Tube development, step by step
The researchers used electron tomography in order to observe the genesis of these tubules at a nanometric scale (10-9 m). Through a "slice by slice" analysis, this method allowed the team to reconstruct the inner volume of the cell, thereby showing that the lumen (the inner space of the tube) extends when vesicles coalesce with the pre-existing lumen. The latter are filled up with ions, and the pressure makes them fuse with the lumen, which feeds it with new membrane and creates pressure on its extremity. Intermediate filaments surrounding the lumen provide an outside "network" whose role is essential in maintaining the tubule integrity.

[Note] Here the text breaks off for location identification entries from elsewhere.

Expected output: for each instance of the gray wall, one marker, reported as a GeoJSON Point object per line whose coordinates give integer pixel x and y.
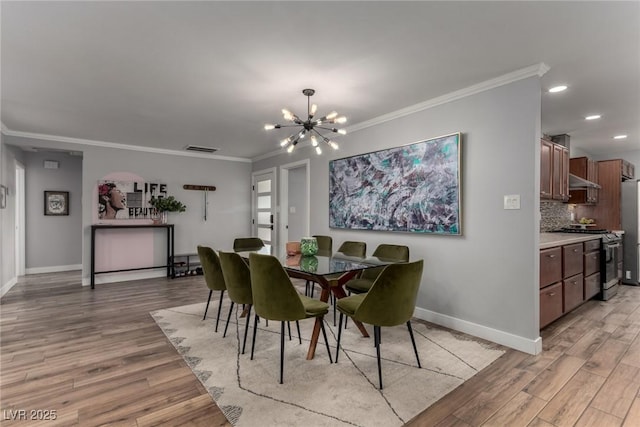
{"type": "Point", "coordinates": [485, 281]}
{"type": "Point", "coordinates": [297, 199]}
{"type": "Point", "coordinates": [229, 212]}
{"type": "Point", "coordinates": [53, 240]}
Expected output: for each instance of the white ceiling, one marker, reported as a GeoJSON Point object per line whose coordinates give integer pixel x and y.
{"type": "Point", "coordinates": [168, 74]}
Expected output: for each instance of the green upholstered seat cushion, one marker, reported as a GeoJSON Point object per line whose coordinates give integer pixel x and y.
{"type": "Point", "coordinates": [237, 277]}
{"type": "Point", "coordinates": [314, 307]}
{"type": "Point", "coordinates": [359, 285]}
{"type": "Point", "coordinates": [353, 248]}
{"type": "Point", "coordinates": [210, 262]}
{"type": "Point", "coordinates": [392, 298]}
{"type": "Point", "coordinates": [349, 305]}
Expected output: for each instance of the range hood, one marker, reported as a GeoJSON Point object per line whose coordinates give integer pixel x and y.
{"type": "Point", "coordinates": [576, 183]}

Key role of PROS-1 at a molecular level
Michel Labouesse’s team also demonstrated that the transcription factor PROS-1 is a key player in controlling tubule formation and growth. In particular, PROS-1 regulates the expression of genes responding to osmotic stress, controlling the process of vesicle fusion with the membrane or guiding lumen outgrowth such as the aforementioned intermediate filament-coding gene.
Toward new therapies?
Renal tubules, bronchial tubes, lymphatic vessels… Tubular networks are ubiquitous amongst the living matter and many disorders, as lymphoedema or even cancer, affect their development or function. A better understanding of the development of these tubes is therefore crucial to develop new therapies. Interestingly, PROS-1 transcription factor, whose importance has been demonstrated in this study, has a homologue in vertebrates: Prox1, which is known for its role in the formation of the lymphatic system. Therefore, it is likely that the results obtained in C. elegans can at least partly be extended to humans. These are promising news, raising hopes to treat disorders affecting the lymphatic system.